RNP-004: Render Network Foundation Team Review and ANTBIT AMA Recap

Published in

Render Network

11 min readJul 26, 2023

Last Friday the ANTBIT team sat down with the Render Network Foundation’s Andrew Hyde and Ryan Shea for a community AMA hosted on Twitter Spaces. The AMA gave community members the opportunity to interact directly with the ANTBIT team and gain more insight into the technology behind the ANTBIT protocol, and how this would be integrated into the Render Network systems.

During the same week, RNP-004, the related RNP from the ANTBIT team, passed its initial community vote and has since moved onto internal review by the Render Network Foundation team. Published below are the Foundation team’s thoughts and comments on the proposal.
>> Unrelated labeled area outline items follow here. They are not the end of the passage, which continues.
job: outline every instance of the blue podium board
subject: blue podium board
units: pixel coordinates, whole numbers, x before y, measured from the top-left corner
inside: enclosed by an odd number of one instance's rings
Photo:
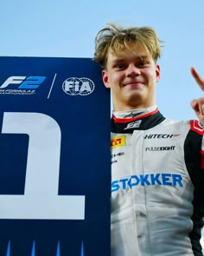
[[[0,256],[110,255],[110,95],[89,58],[0,57]]]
RNP-004 Render Network Team Review

The Render Network team (made up of core members of the Render Network engineering team, community moderators and infrastructure developers) have reviewed RNP-004 to make sure that it meets the criteria of an effective RNP (is economically and efficiently feasible, project costs and any additional issues or topics that may pose a block to the RNP).

After lengthy discussions in the Discord and AMA on Twitter, the Render Network Team is showing support for RNP-004 and putting it up for a final Community Vote starting July 26th at 5pm, PST. This vote lasts six days, ending on August 1st at 5pm, PST.

RNP-004: Summary

As summarized by the architects of the RNP, “RNP-004: Compute Clients”, is a proposed integration between the Render Network infrastructure and an API designed by the ANTBIT team, which would allow outside users to access the Render Network’s node pool to support compute jobs such as machine learning, AI training models and other similar computational tasks within those fields.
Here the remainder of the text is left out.